= Charles Brayton (judge) =

American judge (1772–1834)

Charles Ray Brayton (October 31, 1772 – November 16, 1834) was a Rhode Island public figure who served as a justice of the Rhode Island Supreme Court from may 1814 to May 1818, and again from 1827 until his death in 1834.

==Early life, education, and career==
Born in Warwick, Rhode Island, to Daniel and Elizabeth (Atwood) Brayton, Brayton attended the local schools, but supplemented his education at home with the aid of his father and mother. Early in life he learned the trade of blacksmith, but later abandoned this to enter the field of public affairs, for which he was described as "well fitted both by reason of diligent study and tastes".

In 1794 he was admitted a freeman of Warwick, and the following year was elected to the office of constable. At the outbreak of the American Revolution he enlisted in the Pawtuxet Rangers and served under Captain Benjamin Arnold. In 1796 he was chosen first lieutenant of the Second Company of Warwick Militia, and in 1797 elected captain. In 1798 he became town sergeant and collector of taxes, in which office he served for five years. During this entire period he was "studying earnestly to prepare himself for more important public posts". In 1804, Brayton was chosen town clerk of Warwick, and continued to fill that office until his death, with the assistance of his sons in later years, when his time was employed with larger affairs. In 1808 he became colonel of the famous Kentish Artillery, and commanded the corps for five years.

==Judicial and legislative service==
In 1813, Brayton was chosen Chief Justice of the Court of Common Pleas. In 1814, was elected as a justice of the Rhode Island Supreme Court, and served for four years.
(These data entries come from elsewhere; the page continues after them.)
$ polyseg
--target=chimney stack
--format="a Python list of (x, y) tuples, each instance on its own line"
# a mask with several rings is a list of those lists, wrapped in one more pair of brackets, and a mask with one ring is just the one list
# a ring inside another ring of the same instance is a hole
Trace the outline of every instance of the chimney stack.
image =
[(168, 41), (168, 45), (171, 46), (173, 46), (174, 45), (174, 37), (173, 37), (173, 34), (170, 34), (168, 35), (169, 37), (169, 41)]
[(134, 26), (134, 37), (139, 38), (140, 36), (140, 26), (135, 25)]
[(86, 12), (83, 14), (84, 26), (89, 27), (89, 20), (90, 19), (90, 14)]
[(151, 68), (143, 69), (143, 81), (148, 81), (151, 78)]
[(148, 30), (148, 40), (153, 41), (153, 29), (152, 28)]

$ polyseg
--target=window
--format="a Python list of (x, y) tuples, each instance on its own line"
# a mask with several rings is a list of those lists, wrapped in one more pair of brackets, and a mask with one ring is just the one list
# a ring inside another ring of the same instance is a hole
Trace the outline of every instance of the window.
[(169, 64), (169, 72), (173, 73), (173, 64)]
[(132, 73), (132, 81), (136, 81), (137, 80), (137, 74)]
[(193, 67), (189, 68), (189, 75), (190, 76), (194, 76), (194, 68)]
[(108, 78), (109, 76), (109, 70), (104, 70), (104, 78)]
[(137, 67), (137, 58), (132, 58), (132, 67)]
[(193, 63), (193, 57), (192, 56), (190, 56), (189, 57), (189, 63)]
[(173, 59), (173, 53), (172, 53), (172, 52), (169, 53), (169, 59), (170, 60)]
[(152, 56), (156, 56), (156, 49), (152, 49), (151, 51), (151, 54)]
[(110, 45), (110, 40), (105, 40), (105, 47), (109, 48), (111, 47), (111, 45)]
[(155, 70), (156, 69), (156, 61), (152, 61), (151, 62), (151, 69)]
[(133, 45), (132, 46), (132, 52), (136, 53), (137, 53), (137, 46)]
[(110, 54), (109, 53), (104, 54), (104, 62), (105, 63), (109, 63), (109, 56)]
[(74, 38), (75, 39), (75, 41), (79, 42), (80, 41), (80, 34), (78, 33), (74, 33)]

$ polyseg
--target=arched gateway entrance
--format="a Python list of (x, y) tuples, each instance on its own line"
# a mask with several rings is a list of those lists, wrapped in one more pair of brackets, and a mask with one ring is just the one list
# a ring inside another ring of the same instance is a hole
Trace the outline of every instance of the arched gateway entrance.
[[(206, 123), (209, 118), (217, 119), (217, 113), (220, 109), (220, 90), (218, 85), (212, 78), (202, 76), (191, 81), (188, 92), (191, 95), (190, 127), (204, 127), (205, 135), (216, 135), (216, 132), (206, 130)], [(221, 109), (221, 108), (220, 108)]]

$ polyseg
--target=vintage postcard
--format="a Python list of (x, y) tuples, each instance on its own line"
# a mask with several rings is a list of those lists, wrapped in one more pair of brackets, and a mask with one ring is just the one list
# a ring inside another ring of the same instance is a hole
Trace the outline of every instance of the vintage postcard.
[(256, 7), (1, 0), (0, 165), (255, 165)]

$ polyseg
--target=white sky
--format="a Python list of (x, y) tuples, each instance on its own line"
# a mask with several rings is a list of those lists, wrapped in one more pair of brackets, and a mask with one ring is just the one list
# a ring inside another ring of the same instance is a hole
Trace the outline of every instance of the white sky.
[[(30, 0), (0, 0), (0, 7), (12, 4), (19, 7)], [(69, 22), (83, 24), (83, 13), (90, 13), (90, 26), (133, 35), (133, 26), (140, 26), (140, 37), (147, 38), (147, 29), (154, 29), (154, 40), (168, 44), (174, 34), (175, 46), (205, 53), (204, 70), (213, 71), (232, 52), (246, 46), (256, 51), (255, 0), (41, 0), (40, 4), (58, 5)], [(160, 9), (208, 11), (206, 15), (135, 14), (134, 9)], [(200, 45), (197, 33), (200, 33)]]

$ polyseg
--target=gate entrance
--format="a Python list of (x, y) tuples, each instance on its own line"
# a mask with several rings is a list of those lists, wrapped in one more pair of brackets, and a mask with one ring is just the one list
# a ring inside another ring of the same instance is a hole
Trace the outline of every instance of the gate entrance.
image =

Brayton was elected to the Rhode Island General Assembly in 1820, and re-elected several times. In 1822 he was among members of that body called to revise the laws of the state, and in 1824 he was a member of a convention called to frame a new constitution, which, however, was not accepted by the people. In 1827, on the reorganization of the judiciary of the state, he was again elected to the Supreme Court, and continued to fill that office until his death.

==Personal life==
Brayton married, in 1795, Rebecca Havens, daughter of William Havens, of Warwick. They were the parents of four children. His grandson, Charles R. Brayton, was also an influential political figure in Rhode Island.